Enhancing Social Media Analysis with Visual Data Analytics: A Deep Learning Approach (MISQ 2020)

Shin, Donghyuk, Shu He, Gene Moo Lee, Andrew B. Whinston, Suleyman Cetintas, Kuang-Chih Lee (2020) “Enhancing Social Media Analysis with Visual Data Analytics: A Deep Learning Approach,” MIS Quarterly, 44(4), pp. 1459-1492. [SSRN]

  • Based on an industry collaboration with Yahoo! Research
  • The first MISQ methods article based on machine learning
  • Presented in WeB (Fort Worth, TX 2015), WITS (Dallas, TX 2015), UT Arlington (2016), Texas FreshAIR (San Antonio, TX 2016), SKKU (2016), Korea Univ. (2016), Hanyang (2016), Kyung Hee (2016), Chung-Ang (2016), Yonsei (2016), Seoul National Univ. (2016), Kyungpook National Univ. (2016), UKC (Dallas, TX 2016), UBC (2016), INFORMS CIST (Nashville, TN 2016), DSI (Austin, TX 2016), Univ. of North Texas (2017), Arizona State (2018), Simon Fraser (2019), Saarland (2021), Kyung Hee (2021)

This research methods article proposes a visual data analytics framework to enhance social media research using deep learning models. Drawing on the literature of information systems and marketing, complemented with data-driven methods, we propose a number of visual and textual content features including complexity, similarity, and consistency measures that can play important roles in the persuasiveness of social media content. We then employ state-of-the-art machine learning approaches such as deep learning and text mining to operationalize these new content features in a scalable and systematic manner. For the newly developed features, we validate them against human coders on Amazon Mechanical Turk. Furthermore, we conduct two case studies with a large social media dataset from Tumblr to show the effectiveness of the proposed content features. The first case study demonstrates that both theoretically motivated and data-driven features significantly improve the model’s power to predict the popularity of a post, and the second one highlights the relationships between content features and consumer evaluations of the corresponding posts. The proposed research framework illustrates how deep learning methods can enhance the analysis of unstructured visual and textual data for social media research.

Predicting Litigation Risk via Machine Learning

Lee, Gene Moo*, James Naughton*, Xin Zheng*, Dexin Zhou* (2020) “Predicting Litigation Risk via Machine Learning,” Working Paper. [SSRN] (* equal contribution)

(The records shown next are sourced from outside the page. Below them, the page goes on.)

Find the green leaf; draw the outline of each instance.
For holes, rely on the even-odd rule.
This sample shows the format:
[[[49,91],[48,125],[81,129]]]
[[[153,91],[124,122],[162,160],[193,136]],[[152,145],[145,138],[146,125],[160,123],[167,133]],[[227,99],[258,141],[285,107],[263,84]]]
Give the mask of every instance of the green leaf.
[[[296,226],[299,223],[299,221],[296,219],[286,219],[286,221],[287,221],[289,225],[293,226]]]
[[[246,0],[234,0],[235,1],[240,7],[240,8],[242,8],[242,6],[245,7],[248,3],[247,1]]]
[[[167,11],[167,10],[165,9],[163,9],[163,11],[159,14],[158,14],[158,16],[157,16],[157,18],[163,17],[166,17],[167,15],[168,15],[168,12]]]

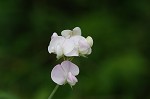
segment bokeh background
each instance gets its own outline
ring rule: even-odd
[[[53,99],[150,99],[148,0],[1,0],[0,99],[47,99],[61,62],[47,51],[50,37],[76,26],[93,52],[73,60],[79,82]]]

This study examines whether and how machine learning techniques can improve the prediction of litigation risk relative to the traditional logistic regression model. Existing litigation literature has no consensus on a predictive model. Additionally, the evaluation of litigation model performance is ad hoc. We use five popular machine learning techniques to predict litigation risk and benchmark their performance against the logistic regression model in Kim and Skinner (2012). Our results show that machine learning techniques can significantly improve the predictability of litigation risk. We identify two best-performing methods (random forest and convolutional neural networks) and rank the importance of predictors. Additionally, we show that models using economically-motivated ratio variables perform better than models using raw variables. Overall, our results suggest that the joint consideration of economically-meaningful predictors and machine learning techniques maximize the improvement of predictive litigation models.